A ragged yellow jacket hid her upper body, while what looked like a horse blanket was tied tight around her waist, making a crude skirt. Her hair was scraped back under a blue scarf too old even to remember if it had ever had better days.
All she needed was a bottle of industrial alcohol to look like a pantomime beggar. On Samsara, of course, among the thousands of ‘fugees scrabbling to feed themselves from thin soil, she looked almost normal. Just another woman who’d lost her home, her job or her kids and been issued with two blankets and a refugee PIN number in reply.
She wasn’t.
That ash-grey blanket round her waist was cut from a shahtoosh, woven from wool combed from the stomach of an antelope. It took five animals to make each wrap. Pashmina and shahtoosh were two of the few luxury items Samsara produced for export. Cutting it up and dumping it into the mud must have really hurt Kate, which was fine with Axl. The last time he’d seen the bitch she’d just finished slapping Mai stupid.
Now the roles were reversed.
What gave Kate away was her feet. They were filthy enough, her soles and heels crusted with mud where she’d walked into Cocheforet from El Escondido. But the dirt that should have been ingrained under each toenail was missing and her ankles lacked the grey patina of those forced to live without shoes.
She was altogether too clean, as some conscript was bound to find out the moment he stuck a hand under her skirt to uncover legs that weren’t as filthy as they should be.

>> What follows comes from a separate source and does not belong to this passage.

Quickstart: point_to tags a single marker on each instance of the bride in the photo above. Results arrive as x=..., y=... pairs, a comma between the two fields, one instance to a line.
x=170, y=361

‘You.’ Axl pointed at Kate. ‘Over here.’ She could run or she could do what she was told. One of those wasn’t going to get her killed, if Kate got lucky.
‘Well done,’ said Axl coldly, watching her trying to work out where she recognised him from.
He slapped her. And then Kate knew.
Half a dozen of the conscripts cheered, cheers turning to crude encouragement as Axl twisted his right hand tight into the shocked woman’s hair and kissed her hard.
‘Hit any more children lately?’ Axl asked, coming up for air.